Asian equities fell on Wednesday, led by chip stocks following disappointing earnings from ASML, Europe's largest tech firm. The Nikkei dropped 1.8%, Taiwanese stocks slipped 1.2%, and South Korean stocks fell 0.6%. The broader MSCI Asia-Pacific Index was down 0.32%, reflecting investor caution as global risks, including the upcoming U.S. election, loom large.
ASML, which supplies equipment to major chipmakers such as TSMC, Intel, Samsung, and Micron, warned that 2025 sales would be lower than expected, despite a boom in AI-related chips. Weaker demand in other semiconductor sectors created a sense of caution, impacting the global chip market. Additionally, a Bloomberg report about potential U.S. export restrictions on AI chips added to market jitters.
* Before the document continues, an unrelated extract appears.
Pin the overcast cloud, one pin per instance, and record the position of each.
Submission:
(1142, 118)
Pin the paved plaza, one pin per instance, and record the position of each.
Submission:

Chinese stocks also struggled, with the CSI 300 Index falling 0.6% and the Hang Seng Index down 0.7%. Investors are awaiting further details on China's stimulus plans, particularly in the property sector, as the government prepares to discuss measures to promote "steady and healthy" development.
Meanwhile, the U.S. dollar surged, supported by expectations that the Federal Reserve will take a modest rate cut approach. Traders now see a 96% chance of a 25-basis-point rate cut in November. The dollar index hovered near its highest levels since August, pressuring the euro and keeping the yen steady at 149.15 per dollar.
In commodities, oil prices remained steady after sharp declines, with Brent crude up 0.4% at $74.56 per barrel and West Texas Intermediate rising 0.5% to $70.93 as uncertainty around Middle East tensions persisted.